Expositions de peintures, sculptures ou photos se succèdent. En 2009, elles tournent ce petit film qui représentent bien leur démarche :

Le 19/20 de FR3 leur consacre un petit reportage  en mars 2010. Il y a quelques temps,  Anja Unger, une  cinéaste auteur de plusieurs documentaires, contacte l’association pour tourner un film  qu’elle appellera « le corps amazone » .

La réalisatrice m’a gentiment fait parvenir ce très joli texte qui explique sa démarche et son ressenti pendant le tournage :

La vie vaut bien tous les seins du monde…
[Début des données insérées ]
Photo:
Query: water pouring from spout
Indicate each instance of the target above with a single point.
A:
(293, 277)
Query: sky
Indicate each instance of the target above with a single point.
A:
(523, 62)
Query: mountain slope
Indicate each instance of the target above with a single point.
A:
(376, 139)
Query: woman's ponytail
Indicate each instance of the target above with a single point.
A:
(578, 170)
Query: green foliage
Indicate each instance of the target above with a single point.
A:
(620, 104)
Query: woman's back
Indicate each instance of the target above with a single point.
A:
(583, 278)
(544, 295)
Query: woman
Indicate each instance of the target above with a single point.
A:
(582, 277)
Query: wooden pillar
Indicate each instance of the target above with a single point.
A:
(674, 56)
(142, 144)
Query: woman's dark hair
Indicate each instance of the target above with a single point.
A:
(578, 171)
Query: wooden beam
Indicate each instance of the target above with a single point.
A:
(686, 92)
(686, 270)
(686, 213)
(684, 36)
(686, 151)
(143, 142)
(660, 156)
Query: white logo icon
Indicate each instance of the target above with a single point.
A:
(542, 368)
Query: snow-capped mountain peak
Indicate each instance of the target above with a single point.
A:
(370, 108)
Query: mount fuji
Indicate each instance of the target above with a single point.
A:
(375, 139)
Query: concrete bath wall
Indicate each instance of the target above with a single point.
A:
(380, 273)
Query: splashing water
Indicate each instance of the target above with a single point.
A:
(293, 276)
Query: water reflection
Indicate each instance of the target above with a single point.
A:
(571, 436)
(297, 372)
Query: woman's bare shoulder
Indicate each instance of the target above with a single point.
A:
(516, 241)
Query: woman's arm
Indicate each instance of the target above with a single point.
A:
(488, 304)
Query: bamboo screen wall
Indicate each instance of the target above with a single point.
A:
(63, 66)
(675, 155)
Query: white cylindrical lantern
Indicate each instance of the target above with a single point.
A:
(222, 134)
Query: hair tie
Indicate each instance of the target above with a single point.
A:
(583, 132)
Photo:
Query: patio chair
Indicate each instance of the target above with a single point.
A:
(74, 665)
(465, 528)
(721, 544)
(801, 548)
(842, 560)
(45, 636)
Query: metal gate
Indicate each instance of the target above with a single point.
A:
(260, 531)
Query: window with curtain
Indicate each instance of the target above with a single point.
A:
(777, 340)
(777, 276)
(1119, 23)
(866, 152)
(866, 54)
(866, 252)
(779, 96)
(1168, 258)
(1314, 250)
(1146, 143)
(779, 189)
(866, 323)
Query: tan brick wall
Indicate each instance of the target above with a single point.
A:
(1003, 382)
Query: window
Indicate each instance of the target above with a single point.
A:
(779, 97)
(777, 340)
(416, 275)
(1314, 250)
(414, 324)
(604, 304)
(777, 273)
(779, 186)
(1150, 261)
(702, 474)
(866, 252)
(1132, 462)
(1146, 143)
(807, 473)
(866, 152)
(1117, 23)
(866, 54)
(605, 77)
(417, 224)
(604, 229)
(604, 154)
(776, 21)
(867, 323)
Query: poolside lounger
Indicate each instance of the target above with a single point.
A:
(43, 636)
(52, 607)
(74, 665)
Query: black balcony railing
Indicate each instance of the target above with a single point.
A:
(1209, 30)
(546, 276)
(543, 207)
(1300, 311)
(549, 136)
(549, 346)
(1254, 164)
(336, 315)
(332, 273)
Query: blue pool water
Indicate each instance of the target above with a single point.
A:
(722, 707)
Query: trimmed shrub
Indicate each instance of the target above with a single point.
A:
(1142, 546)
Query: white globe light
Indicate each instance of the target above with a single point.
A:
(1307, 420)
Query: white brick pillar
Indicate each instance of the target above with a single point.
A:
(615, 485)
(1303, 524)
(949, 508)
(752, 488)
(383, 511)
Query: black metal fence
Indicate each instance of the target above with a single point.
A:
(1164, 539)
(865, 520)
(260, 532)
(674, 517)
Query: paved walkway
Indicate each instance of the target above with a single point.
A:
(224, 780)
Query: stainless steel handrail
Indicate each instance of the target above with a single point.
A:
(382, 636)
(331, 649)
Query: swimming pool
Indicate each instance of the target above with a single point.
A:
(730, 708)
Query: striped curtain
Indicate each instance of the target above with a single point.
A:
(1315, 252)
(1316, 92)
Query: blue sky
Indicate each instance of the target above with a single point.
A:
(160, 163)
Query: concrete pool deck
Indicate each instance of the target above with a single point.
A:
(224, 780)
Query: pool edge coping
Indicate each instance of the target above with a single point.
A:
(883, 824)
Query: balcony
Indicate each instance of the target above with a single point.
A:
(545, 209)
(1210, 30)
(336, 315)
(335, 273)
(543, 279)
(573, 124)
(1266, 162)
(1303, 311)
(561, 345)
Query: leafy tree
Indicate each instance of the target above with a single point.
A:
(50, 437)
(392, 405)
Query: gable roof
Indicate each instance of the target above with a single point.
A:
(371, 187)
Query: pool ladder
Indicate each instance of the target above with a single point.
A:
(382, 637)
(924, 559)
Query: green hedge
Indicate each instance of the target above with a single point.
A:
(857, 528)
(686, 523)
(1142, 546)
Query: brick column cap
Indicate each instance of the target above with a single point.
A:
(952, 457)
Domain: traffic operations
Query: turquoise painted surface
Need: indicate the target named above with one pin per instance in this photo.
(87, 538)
(ou : Un film sur ce qu’on gagne en perdant )
Dans le film ‘Le corps amazone,’ vous allez découvrir des femmes qui ont survécu à un cancer du sein. Dans la bataille, elles ont toutes laissé un sein. Pendant le film, elles nous font part de la façon dont elles se sont réapproprié leur corps, leur être.
Avant de commencer ce projet, je n’avais eu aucun lien intime avec le cancer – ni dans ma famille, ni parmi mes amis. Ce qui me parlait beaucoup dans cette « aventure », c’était cette question de comment continuer après qu’un accident de la vie soit arrivé. Comment se reconstruire, comment redevenir maître de sa propre vie. Comment inventer une normalité pour soi, une normalité autre que la normalité ‘normale’. Comment accepter quelque chose qu’on n’a pas choisi. Comment retrouver la joie, l’envie, la vie. Et aussi ce désir d’entendre des récits d’autres qui sont déjà passés par là, de partager un vécu pour qu’il soit moins lourd.
Dans tout le film la question – où est-ce que je suis femme ? – se pose. L’image du corps nous renvoie à des représentations que nous avons et que nous ne questionnons pas en règle générale. Le travail du photographe et des artistes invite à réfléchir sur la beauté.
Ce film m’a fait rencontrer des femmes qui m’ont littéralement fascinée. Je ne suis pas engagée dans des batailles féministes et je ne suis pas très axée sur les associations exclusivement féminines, mais les femmes que j’ai pu rencontrer m’ont complètement surprise par leur force et énergie, tout en les sentant fragiles. Pour le dire différemment : elles sont étonnement vivantes. On se mettrait à les envier si on n’avait pas si peur du crabe…
Chacune des femmes filmées a – pour des raisons différentes – décidé de ne rien changer à son nouveau corps, de rester comme ça, « asymétrique ». Pourtant, avec les moyens de la chirurgie esthétique d’aujourd’hui, une reconstruction du volume perdu est possible. Au début du film, j’avais envie de rencontrer des femmes ayant choisi de faire une reconstruction. Mais, au fur et à mesure que le projet a avancé et que j’ai entendu les récits des unes et des autres, je me suis aperçue que ce qui comptait pour moi, c’était celles qui avaient choisi de se reconstruire autrement en acceptant l’ablation sans reconstruction physique. Je voulais être là où les vraies histoires avaient eu lieu.
Il ne faut pas en conclure que je suis contre une reconstruction chirurgicale. Au contraire, si cela permet à une femme de retrouver son équilibre et son bonheur, tant mieux. Mais pour moi, qui fait un film, qui veut raconter une trajectoire de vie, ça ne me parlait pas de la même manière. Si je devais faire un film avec des gens en surpoids, je ne filmerais pas ceux qui ont réussi à maigrir. Je ne voulais pas être dans la normalité ‘normée’.
En envisageant l’acceptation de la métamorphose physique imposée par le cancer, les femmes dans mon film ont dû grandir, s’élever, faire l’effort pour dépasser le deuil, l’angoisse, la colère et l’amertume. Pour moi, l’important était de savoir en quoi cet accident de vie pouvait-il avoir du positif, et de le communiquer par mon film, un film sur ce qu’on gagne en perdant.

Anja Unger

Ce film sera projeté en avant première le mercredi 5 mai 2010 au Forum des Images – salle de l’auditorium – 2 rue du cinéma Forum des Halles à Paris. La projection sera suivie d’un débat en présence de la réalisatrice, des protagonistes du film, des producteurs et de représentants de l’institut Curie.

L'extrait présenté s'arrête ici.